Pro Poker Tip: Betting out to control pot size

Filed under: Poker News & Views,pro tips — Mike @ 5:35 pm

Kelly Kim is in the final table of the November 2008 WSOP

Intuitively, it would seem that checking and calling is the best way to keep a pot small when you’re uncertain as to whether or not you have the best hand. And often, that’s the case. But believe it or not, betting out can sometimes allow you to get to the showdown cheaper than checking. If your goal is to control the size of the pot, sometimes voluntarily putting chips in will actually keep the pot smaller than passively putting chips in only after your opponent does.

Here’s an example from a hand that I played during this year’s World Series of Poker Main Event that will illustrate this tactic. The blinds were 12,000/24,000 and I opened for 60,000 on the button. Usually when you open for 2 1/2 big blinds like that, especially on the button, it portrays some strength. In this case, I only had Q-J of hearts. The small blind called and the big blind folded.

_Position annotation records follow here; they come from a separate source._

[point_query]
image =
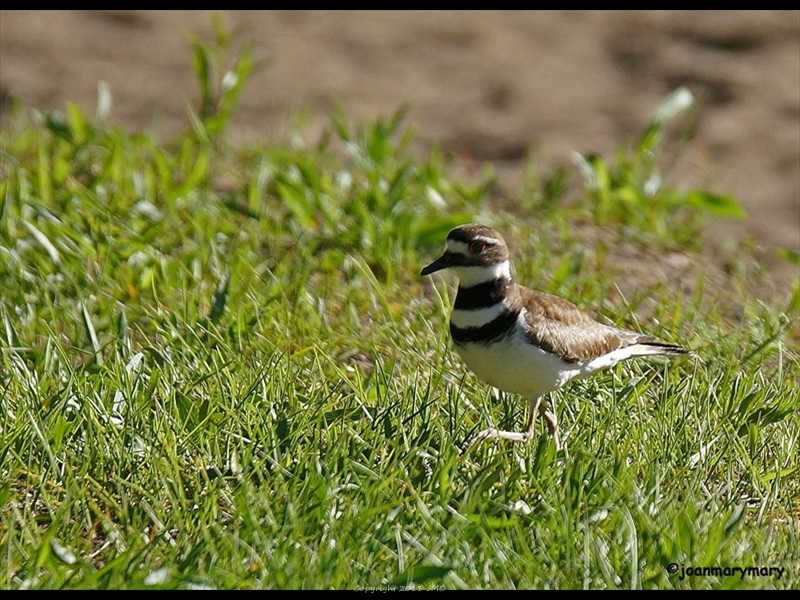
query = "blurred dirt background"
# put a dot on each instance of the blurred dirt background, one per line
(493, 86)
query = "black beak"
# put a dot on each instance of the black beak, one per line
(440, 263)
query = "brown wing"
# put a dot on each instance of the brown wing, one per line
(560, 327)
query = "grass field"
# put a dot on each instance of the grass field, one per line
(219, 368)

The flop came A-10-rag; he checked, I bet 65,000 and he called. The turn card was a Queen – making me second pair – and he checked. This was the key moment in the hand. I decided to bet 100,000. I did this for pot control: I didn’t want to call a bet of 150,000 or 200,000 on the river, so I made a smaller bet at that point expecting it to freeze him on the river with most hands.

Let’s say my opponent had A-3. My small bet on the turn made it look like I had a strong hand and was milking him, wanting him to call. There was no way he could bet on the river with an Ace and no kicker; he was just as happy as I was to see a free showdown at that point.

It’s also important to note our stack sizes. I started the hand with about 600,000 in chips and he was deep, with about 1.5 million. By betting 100,000 on the turn, meaning I had committed more than one-third of my stack, he couldn’t try a bluff raise because it was too likely that I was pot-committed. On top of this, I had established a tight image and he had to respect the likelihood that I had a real hand. If he had come over the top, I would have found out that I was beat for a relatively cheap price.

The main goal of the turn bet was to get me to the showdown for 100,000 instead of a larger amount. If I’d checked there, with about 280,000 in the pot, he could very well have had Ace-baby, and my check would have told him that I didn’t have an Ace. He then could have easily bet about 150,000-200,000 on the river to extract value from me. He was looking for an amount that I might have paid off with a Queen or what looked like a bluff. If he had Ace-baby and opted for the 200,000-chip bet, I would have saved 100,000 by betting out on the turn.

Obviously, he could have thrown a wrinkle into the plan by moving all in on the river. Again, this is a situation where you have to incorporate image, and I’d been playing real tight to that point – he was just as scared of me as I was of him.

What if I did have him beat with the Queen? Let’s say he had J-10 or K-10; he would have been priced in to call, and I wanted him to – I needed to pick up the extra 100,000 for my stack. I was willing to take the risk of seeing the river because he only had five or six outs.

Against other players who are capable of seeing the river card and just moving in, I might have tried a different strategy, like playing real small ball and checking the turn while being prepared to pay off 175,000 on the river. But against this guy, I knew for sure he was going to check the river unless he made trips or a straight.

As it turned out, I never saw his hand. He checked the river, I checked behind. He was disgusted when I showed him the Queen, so it was obvious that he had a 10 and I turned him. But he couldn’t have just had a 10. For him to have called with a 10 on the turn he needed to have a straight card there – he either had to be holding J-10 or K-10. And that was exactly the hand I wanted to be up against on the turn.

This situation was very circumstantial because it was based on stack size and image, which are very important in live tournaments. Because of the size of my chip stack, I was playing really tight and couldn’t afford to get out of line. I couldn’t see many flops. I played with this opponent for a while to set up this play, and I knew it was the perfect situation for it. I wanted to get to a showdown because I thought queens could have been the best hand, but didn’t want to pay 200,000 in the end to find out.